Assessing risk of bias in different methods of estimating drug costs requires the consideration of the data source and the required analytical steps previously discussed. When researchers utilize administrative claims, the cost variable reported in the data may represent a ‘charge’ or a ‘paid’ amount. This phenomenon has been widely discussed in the context of hospital charges versus the ‘allowed amount’ for the facility, which may be influenced by a variety of factors.35,36 Whilst the paid amount for a drug seems straightforward when that variable is included in a dataset, there may still be some need to adjust for potential manufacturer rebates to the payer that are received in lump sum payments rather than fully attributed to that single claim. As previously discussed, administrative claims for outpatient pharmacy costs that include a paid amount typically only reflect a PBM–pharmacy contract price prior to any inclusion of manufacturer rebates or additional price concessions from the pharmacy after the point of sale, referred to as pharmacy direct and indirect remuneration fees.6,37

Accounting for rebates and price concessions to payers

If manufacturer rebates and pharmacy direct and indirect remuneration fees were uniform, this systematic overestimation would have little impact on comparative analyses. However, manufacturer rebates are heterogeneous and may depend on a variety of factors.6 For example, a 2010 task force on drug costs suggested a base-case rebate of 15%, with a range of 5–25%, potentially accounting for the degree of in-class drug competition and formulary placement.6,38 If we take two hypothetical drug products (Drug A and Drug B) with substantially different post-point-of-sale rebates (10% and 50%), the reported paid amount within the pharmacy claim will overestimate the cost of Drug B to a greater extent than Drug A. Not accounting for this differential treatment of rebates at the drug level will make Drug A more favourable in a cost-effectiveness analysis. Levy et al. suggested using National Average Drug Acquisition Cost survey estimates as the upper-limit and drug prices reported in the US Veterans Affairs Federal Supply Schedule as the lower-bound estimates for economic analyses.5 This assumes the US Veterans Affairs Federal Supply Schedule achieves the best price compared to other large private payers. Feldman et al. reviewed several methods of estimating rebates and other discounts to Medicare Part D claims using approaches such as the summed-discount approach and net-to-gross method by utilizing Medicare Trustee Reports.39 Ippolito and Levy also provided guidance on estimating net drug prices from data collected by SSR Health, LLC, for branded drugs using publicly available tax filings from major pharmaceutical companies.40 Whilst these different approaches have different strengths and weaknesses articulated by the authors, they all provide reasonable alternatives to using drug cost inputs that do not account for these rebates and price concessions that occur after the point of sale.

Conclusion

Drug costs are typically estimated in COI studies using observational methods and are often reported descriptively rather than comparatively or incrementally against a control.
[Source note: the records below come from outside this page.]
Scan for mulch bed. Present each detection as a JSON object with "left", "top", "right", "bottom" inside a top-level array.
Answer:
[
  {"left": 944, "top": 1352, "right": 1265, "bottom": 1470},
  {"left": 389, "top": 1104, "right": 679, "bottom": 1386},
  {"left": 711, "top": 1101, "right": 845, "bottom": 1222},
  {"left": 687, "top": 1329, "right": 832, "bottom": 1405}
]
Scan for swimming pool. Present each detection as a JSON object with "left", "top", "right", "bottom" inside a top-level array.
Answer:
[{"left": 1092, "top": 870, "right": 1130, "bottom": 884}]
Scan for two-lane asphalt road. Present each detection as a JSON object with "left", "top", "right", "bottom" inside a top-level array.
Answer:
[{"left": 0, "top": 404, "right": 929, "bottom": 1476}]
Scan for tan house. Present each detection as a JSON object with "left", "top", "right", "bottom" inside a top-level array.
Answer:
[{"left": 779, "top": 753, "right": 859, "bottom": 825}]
Researchers either use a reported cost within administrative claims or apply a unit cost from a different source to the total number of units of a drug utilized by the patients in the study. When attempting to compare drug cost estimates across studies, there are a variety of methods to account for potential bias from the sources of drug cost data and cost approach. When comparing drug cost estimates across countries, health system differences must be accounted for in addition to standard inflation or currency conversions.